Criar uma política pública de incentivo à leitura de livros de autores potiguares. Esse é um dos objetivos da Lei do Livro, de autoria dos deputados estaduais Fernando Mineiro (PT) e José Dias (PMDB), que foi aprovada na quarta-feira passada durante o Projeto Assembléia Itinerante, no município de Macaíba. A lei espera a sanção da governadora Wilma de Faria para entrar
A lei teve como base propostas similares que já estão em funcionamento no Rio Grande do Sul e no Rio de Janeiro. ‘‘O Rio Grande do Sul foi quem primeiro aprovou uma lei desse tipo, hoje o mercado interno deles é fantástico. Hoje o principal consumidor das obras de autor gaúchos é o próprio gaúcho, eles compram a literatura deles mais do que eles compram a literatura do restante do país. Eles consomem livros de autores gaúchos como o baiano consome o axé music’’, compara o escritor e ex-presidente da UBE-RN, Lívio Oliveira que participou ativamente da elaboração da referida lei.
O deputado Fernando Mineiro lembra que a lei criará uma política pública de produção, editoração, distribuição e comercialização do livro, ‘‘no Brasil e não existe uma tradição do estado tomar para si uma política de estímulo à leitura.
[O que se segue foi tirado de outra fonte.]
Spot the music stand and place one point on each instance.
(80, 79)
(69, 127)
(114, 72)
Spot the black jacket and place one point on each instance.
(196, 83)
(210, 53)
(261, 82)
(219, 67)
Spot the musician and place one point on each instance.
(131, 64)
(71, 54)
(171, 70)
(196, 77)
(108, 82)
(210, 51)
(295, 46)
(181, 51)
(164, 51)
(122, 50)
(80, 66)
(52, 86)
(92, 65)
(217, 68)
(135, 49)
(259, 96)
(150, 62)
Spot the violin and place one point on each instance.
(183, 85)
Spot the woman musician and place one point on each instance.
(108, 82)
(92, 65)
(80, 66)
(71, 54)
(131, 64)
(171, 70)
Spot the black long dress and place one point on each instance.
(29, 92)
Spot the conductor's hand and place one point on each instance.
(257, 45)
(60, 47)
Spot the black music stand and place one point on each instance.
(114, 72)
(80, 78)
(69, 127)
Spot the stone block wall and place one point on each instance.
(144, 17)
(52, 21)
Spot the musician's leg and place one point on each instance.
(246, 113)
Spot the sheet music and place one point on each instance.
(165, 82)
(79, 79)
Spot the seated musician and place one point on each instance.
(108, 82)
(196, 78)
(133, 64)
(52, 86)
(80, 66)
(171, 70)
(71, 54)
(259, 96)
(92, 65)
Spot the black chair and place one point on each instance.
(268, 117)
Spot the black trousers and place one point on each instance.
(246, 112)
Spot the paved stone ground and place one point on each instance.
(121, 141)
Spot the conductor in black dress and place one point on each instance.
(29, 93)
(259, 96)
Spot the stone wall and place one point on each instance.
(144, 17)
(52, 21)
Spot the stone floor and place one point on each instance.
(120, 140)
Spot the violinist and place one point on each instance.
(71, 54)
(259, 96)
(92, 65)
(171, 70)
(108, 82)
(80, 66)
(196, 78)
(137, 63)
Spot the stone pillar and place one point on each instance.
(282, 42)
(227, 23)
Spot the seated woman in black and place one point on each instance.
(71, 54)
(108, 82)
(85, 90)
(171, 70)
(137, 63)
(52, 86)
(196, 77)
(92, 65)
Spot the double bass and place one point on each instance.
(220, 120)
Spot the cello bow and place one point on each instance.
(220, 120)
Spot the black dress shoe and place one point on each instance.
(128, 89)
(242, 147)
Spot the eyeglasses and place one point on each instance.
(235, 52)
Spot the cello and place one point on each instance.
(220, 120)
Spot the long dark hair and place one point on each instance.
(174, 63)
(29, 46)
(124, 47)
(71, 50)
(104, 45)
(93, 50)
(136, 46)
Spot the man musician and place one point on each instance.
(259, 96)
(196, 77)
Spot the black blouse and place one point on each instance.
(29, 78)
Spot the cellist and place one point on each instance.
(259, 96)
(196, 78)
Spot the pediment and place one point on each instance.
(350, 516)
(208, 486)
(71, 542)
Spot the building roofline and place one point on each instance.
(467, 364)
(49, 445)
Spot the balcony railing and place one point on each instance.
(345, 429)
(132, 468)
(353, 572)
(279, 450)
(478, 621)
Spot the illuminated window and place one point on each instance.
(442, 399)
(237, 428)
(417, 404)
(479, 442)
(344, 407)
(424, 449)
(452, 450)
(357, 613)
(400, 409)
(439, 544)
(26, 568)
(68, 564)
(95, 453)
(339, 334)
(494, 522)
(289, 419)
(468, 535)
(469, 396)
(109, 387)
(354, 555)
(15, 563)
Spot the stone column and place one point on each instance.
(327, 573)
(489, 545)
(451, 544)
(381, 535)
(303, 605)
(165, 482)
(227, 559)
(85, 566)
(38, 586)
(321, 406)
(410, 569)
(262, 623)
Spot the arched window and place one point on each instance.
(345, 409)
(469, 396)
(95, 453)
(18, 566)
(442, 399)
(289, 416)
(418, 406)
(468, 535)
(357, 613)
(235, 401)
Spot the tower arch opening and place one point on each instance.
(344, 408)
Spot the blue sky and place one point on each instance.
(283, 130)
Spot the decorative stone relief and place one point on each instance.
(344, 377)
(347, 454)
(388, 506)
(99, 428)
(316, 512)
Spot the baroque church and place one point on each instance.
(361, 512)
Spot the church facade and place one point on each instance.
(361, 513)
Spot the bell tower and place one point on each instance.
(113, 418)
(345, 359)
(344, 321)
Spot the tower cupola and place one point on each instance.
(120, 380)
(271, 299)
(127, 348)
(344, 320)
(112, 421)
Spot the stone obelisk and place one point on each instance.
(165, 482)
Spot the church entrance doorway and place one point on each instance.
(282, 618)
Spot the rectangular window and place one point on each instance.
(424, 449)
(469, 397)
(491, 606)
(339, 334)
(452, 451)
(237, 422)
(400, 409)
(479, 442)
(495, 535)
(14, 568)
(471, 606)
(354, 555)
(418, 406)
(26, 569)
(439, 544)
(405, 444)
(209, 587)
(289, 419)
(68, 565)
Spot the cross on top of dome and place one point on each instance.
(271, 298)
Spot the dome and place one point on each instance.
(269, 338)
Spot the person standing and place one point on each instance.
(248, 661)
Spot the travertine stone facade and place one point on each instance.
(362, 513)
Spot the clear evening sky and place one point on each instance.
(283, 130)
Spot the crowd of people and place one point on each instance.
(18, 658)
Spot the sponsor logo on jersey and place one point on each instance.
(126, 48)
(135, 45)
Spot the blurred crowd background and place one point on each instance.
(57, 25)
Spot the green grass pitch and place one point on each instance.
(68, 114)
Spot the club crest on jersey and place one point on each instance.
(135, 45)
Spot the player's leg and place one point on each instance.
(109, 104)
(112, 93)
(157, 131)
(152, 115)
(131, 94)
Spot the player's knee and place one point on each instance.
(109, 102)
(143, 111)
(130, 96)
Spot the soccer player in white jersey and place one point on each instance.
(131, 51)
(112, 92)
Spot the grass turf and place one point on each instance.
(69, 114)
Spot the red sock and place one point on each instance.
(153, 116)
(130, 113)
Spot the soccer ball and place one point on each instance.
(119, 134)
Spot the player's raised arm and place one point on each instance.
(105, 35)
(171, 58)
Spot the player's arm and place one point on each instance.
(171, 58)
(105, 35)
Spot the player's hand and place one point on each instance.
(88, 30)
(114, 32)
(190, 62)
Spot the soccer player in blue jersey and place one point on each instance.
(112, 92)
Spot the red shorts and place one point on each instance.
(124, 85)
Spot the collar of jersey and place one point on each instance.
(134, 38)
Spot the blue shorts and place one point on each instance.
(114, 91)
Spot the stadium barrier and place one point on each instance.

Com essa legislação nós queremos garantir um plano que irá trabalhar a edição, aquisição e divulgação do livro, além da ampliação dos espaços para ele, como as bibliotecas, em especial as escores’’, afirma e complementa, ‘‘quero que o livro tenha uso, pois não adianta existir como enfeite, ele tem que ser utilizado’’.
A lei traz uma série de diretrizes de trabalho que irão definir os planos anuais de difusão do livro, para isso a legislação precisa entrar no orçamento do Estado. Entre as diretrizes estão a promoção de eventos literários, a elaboração de um programa escolar que trabalhe as obras junto à educação, projetos de incentivo aos professores para que eles conheçam os autores potiguares, atualizar o acervo das bibliotecas, entre outros. ‘‘A leitura é um hábito, não acho que a lei mude a situação, mas acho que contribuirá para mudar. Queremos que a população conheça e leia os autores potiguares e que esses autores sejam adotados pelo vestibular. Não quero paternalismo, quero qualidade’’, encerra.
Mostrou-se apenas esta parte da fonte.